Personal information
- Born: 29 August 1999 (age 26) Carlow, Ireland

Sport
- Country: Ireland
- Sport: Athletics
- Events: 60m, 60m hurdles, 100m, 100m hurdles

Achievements and titles
- Personal bests: 100 m: 11.47 (Tallinn 2021) 100m hurdles 13.59 (Gävle, 2019); Indoors; 60 m: 7.19 (Abbotstown 2022) 60m hurdles 8.31 (Dublin, 2024);

Medal record
Women's athletics
Representing Ireland
World U20 Championships
| Silver medal – second place | 2018 Tampere | 4x100 m relay |
European U18 Championships
| Bronze medal – third place | 2016 Tbilisi | 100 m hurdles |

= Molly Scott (athlete) =

Irish sprinter

Molly Scott (born 30 March 1999) is an Irish track and field athlete. She is a multiple Irish 60m national champion as well as the national record holder over that distance. She has been called “Ireland's fastest woman”.

==Personal life==
Molly Scott is from Carlow in south-east Ireland. She is a member of St. Laurence O'Toole Athletics Club in Carlow. Scott, since the age of 12, has been coached by her mother Deirdre. In 2021, she completed a law degree and subsequently began a barrister of law degree at King's Inns.

==Career==
===Junior career===
Scott won bronze in the 100 metres hurdles at the 2016 European Athletics Youth Championships held in Tbilisi, Georgia. In 2018, she earned silver as part of the 4 × 100 m Irish team at the World U-20 Championships in Tampere, Finland.

===Senior career===
Scott took her first Irish national senior title in 2019 when she won the 60 m race in a time of 7.32 seconds at the National Sports Campus in Abbotstown.

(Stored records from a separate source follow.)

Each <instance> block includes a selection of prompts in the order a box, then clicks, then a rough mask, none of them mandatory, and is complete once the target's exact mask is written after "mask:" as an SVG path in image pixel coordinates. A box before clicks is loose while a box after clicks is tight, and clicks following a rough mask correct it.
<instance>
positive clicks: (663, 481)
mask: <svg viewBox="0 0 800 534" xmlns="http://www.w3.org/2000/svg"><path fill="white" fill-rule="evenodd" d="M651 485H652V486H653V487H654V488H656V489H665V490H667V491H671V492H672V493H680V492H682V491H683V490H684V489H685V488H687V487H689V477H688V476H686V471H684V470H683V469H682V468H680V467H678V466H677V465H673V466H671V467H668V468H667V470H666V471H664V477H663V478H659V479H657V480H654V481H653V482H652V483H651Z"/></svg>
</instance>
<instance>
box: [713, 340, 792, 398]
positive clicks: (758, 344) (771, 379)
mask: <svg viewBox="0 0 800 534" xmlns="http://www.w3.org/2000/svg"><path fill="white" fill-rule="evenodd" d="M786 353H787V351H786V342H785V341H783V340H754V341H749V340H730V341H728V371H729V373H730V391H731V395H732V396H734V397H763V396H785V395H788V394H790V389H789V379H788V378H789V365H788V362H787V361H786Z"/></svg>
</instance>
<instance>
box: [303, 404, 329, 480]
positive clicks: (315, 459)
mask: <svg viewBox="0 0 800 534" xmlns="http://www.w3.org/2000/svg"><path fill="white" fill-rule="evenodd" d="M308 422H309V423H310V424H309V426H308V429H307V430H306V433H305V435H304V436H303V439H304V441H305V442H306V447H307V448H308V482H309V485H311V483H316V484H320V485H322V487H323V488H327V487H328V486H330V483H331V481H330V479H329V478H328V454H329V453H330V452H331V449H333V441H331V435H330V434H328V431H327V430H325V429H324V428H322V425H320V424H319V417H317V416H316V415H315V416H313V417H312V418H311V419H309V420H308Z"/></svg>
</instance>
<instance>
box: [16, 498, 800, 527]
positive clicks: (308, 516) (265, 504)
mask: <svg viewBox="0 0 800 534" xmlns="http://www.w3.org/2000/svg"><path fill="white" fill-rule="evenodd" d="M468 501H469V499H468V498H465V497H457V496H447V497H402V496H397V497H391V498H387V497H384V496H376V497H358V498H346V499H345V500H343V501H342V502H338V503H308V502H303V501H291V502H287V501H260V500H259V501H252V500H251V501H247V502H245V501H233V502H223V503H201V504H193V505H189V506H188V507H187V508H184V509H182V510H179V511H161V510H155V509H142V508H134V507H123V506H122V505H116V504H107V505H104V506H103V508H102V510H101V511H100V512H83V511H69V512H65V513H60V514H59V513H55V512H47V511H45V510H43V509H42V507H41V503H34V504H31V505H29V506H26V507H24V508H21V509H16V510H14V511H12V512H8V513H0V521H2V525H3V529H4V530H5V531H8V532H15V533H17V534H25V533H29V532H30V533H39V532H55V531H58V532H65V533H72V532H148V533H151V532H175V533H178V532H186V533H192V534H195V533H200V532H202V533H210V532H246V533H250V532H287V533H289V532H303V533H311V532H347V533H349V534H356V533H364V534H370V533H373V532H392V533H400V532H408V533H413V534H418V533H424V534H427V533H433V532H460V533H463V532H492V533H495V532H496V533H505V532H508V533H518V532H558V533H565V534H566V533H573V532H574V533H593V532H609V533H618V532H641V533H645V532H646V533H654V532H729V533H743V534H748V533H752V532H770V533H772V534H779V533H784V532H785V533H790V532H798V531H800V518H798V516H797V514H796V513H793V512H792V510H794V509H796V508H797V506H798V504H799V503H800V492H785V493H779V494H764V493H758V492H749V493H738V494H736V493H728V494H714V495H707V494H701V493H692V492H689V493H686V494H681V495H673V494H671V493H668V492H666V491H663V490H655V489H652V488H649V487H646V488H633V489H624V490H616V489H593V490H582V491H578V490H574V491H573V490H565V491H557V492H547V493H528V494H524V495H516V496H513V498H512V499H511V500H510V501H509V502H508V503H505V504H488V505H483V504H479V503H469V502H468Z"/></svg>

On 29 January 2022, she broke the national 60 m record held by Amy Foster by running 7.23 seconds for the distance. However, Scott only initially held the record for a few days as Rhasidat Adeleke then ran 7.21 in Albuquerque that same week. On 27 February, Scott regained the national record running 7.19 and in doing so secured the win for her second Irish Indoor Athletics Championships in Abbotstown. It was the second time the final had been run that day after a technical fault had not recorded times for the first race. In February, Scott also recorded a win over 60 m European indoor champion Ajla Del Ponte at the Czech Gala in Ostrava.

Scott was named in the Ireland squad for the 2022 World Athletics Indoor Championships held in the Serbian capital Belgrade in March 2022. She qualified from the heats for the semi-final in the 60 m, before finishing 19th overall. She was named in the Irish sprint team for the outdoor 2022 World Athletics Championships held in Eugene, Oregon and the 2022 European Championships, however, that summer a tear to the posterior tibial tendon in her left ankle resulted in a long period of rehabilitation.

On 17 February 2024, she finished runner-up in a personal best time of 8.31 in the 60 metres hurdles at the Irish national indoor championships. The following day she won the 60 metres title in a time of 7.36 seconds. In June 2024, she finished second in the 100m hurdles at the Irish Athletics Championships in 13.64 seconds.

Scott was called to the Bar and practises as a barrister at the Four Courts in Dublin. She has said that combining her first year at the Bar with training was unsustainable and contributed to a period of physical burnout during the 2024–25 indoor season.

On 1 March 2026, Scott placed third in the 60 metres at the Irish Indoor Athletics Championships in 7.37 seconds finishing behind Ciara Neville and Precious Akpe-Moses, but ahead of defending champion Sarah Leahy. She was named in the Irish team for the 2026 World Athletics Relays in Botswana, and ran in the women's 4 x 100 m relay. Scott had a third-place finish in the 100 m at the Irish Championships in July 2026 and was named in the Irish sprint relay pool for the 2026 European Championships in Birmingham.